Survival Job: tabu?

Esse post não é exatamente sobre Edmonton em si, mas sobre algo inevitável na vida de 99% dos imigrantes. O tal do survival job, ou o famoso “subemprego” (nome tosco da porra, como se algum emprego fosse menos emprego que o outro. Enfim).

transitionVamos por partes. O termo survival job significa um emprego que você faz quando te faltam alternativas na sua carreira e você precisa pagar as contas. Quem nunca? Aqui no Canadá e em muitos outros países isso é super comum. No Brasil, a gente fica com impressão de que trabalhar em loja, café, restaurante, bar, casa noturna ou qualquer coisa assim é emprego de gente sem qualificação, sem experiência ou sem ensino superior completo (aff, a arrogância brasileira…). Aí você chega aqui e vê todo o tipo de perfil possível trabalhando nesses mesmos lugares. Estudantes universitários, pessoas mais velhas que estão afastadas da carreira profissional, jovens que precisam de um segundo emprego pra fechar as contas no fim do mês, estrangeiros recém-chegados…

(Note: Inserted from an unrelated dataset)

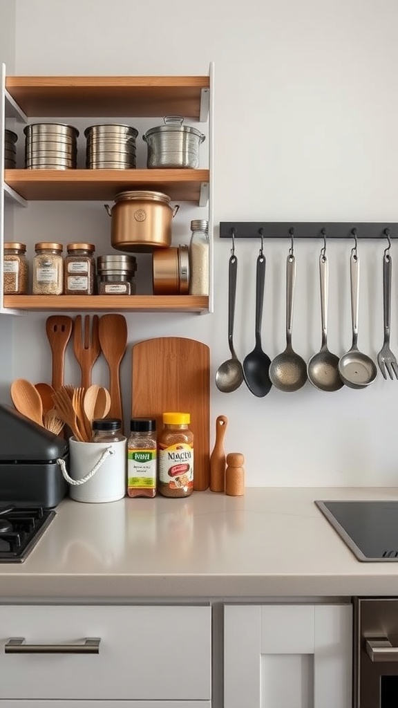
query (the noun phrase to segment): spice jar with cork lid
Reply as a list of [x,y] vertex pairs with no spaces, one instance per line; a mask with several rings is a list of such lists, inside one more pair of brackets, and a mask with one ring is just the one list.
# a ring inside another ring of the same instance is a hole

E percebe que isso não é o fim do mundo, muito pelo contrário: te dá chances de ganhar uma experiência que você dificilmente ganharia de outro modo!

Se você, amigo leitor, vier pro Canadá já achando que vai retomar a vida que levava no Brasil (só mudando o cenário), abaixe a bola. Você não é especial, o Canadá recebe milhares de imigrantes todos os anos e tá todo mundo buscando seu lugar ao sol. Por isso, pode ser difícil achar o tipo de emprego que você tanto deseja nos primeiros meses de vida por aqui. Em vez de se desesperar, que tal procurar emprego em restaurante, café ou loja?

Eu hoje enxergo uma tonelada de vantagens nessa estratégia. Primeiro, que você vai aprimorar seu inglês. Não venha achando que você é fluente e que não precisa melhorar. A menos que você tenha sido alfabetizado em inglês, você ainda vai escorregar muito no idioma, e ser forçado a só falar e ouvir inglês por algumas horas quase todos os dias é uma benção. Vai por mim: só ir no mercado fazer compras ou assistir televisão não é suficiente pra trabalhar a fluência.

Segundo, que você vai ganhar experiência canadense. E sem mimimi de achar que é uma experiência que não vale de nada pelo fato de você ter dez anos em empregos e cargos ultra importantes no Brasil. Fio, tu deu reboot na vida quando abriu mão do seu cotidiano brasileiro pra se aventurar no Canadá. Tem que começar de baixo, e entrar em qualquer empresa canadense já te dá pontos no currículo. Nem que seja como lavador de pratos. Além do mais, se você souber pensar fora da caixa, vai começar a ver um monte de skills que você estará desenvolvendo: falar com o público, arranjar soluções para melhorar o serviço ao cliente, resolver problemas com rapidez, trabalhar sob pressão, organização e gerenciamento de estoque, por exemplo.

Terceiro, você faz contatos – e amigos. Como eu disse, você vai trabalhar com todo tipo de perfil, vai conhecer um monte de gente diferente e, se for esperto, vai utilizar isso a seu favor. Em ambientes mais informais que escritórios, é mais fácil fazer amizades no trabalho. Sim, vai ter gente mais nova que você, gente mais velha, gente que não tem nada a ver com sua antiga profissão… mas e daí? Cultivar amizades num lugar onde você não conhece ninguém é algo primordial. Se não ajudar na carreira, ao menos te ajuda a se divertir nas horas vagas (e acreditem, isso faz uma puta diferença).

E por fim, meus amigos, tu faz dinheiro. Claro que os salários não são astronômicos, mas aqui você ganha por hora, o que significa que a cada hora extra que você fizer, mais dinheiro entra na sua conta. Alberta tem um dos salários mínimos mais altos do Canadá ($11.20/hora), e raramente os empregos vão oferecer só o mínimo. Isso significa que você pode conseguir tranquilamente fazer quase $2 mil por mês trabalhando full time em alguma lanchonete. Além do mais, as empresas costumam ter ótimas políticas de incentivos, com benefícios interessantes e planos de carreira (com promoções e aumento de salário). E vamos combinar: melhor servir café e pagar as contas do que ficar chorando amargurado pela falta de emprego dentro de casa, não é?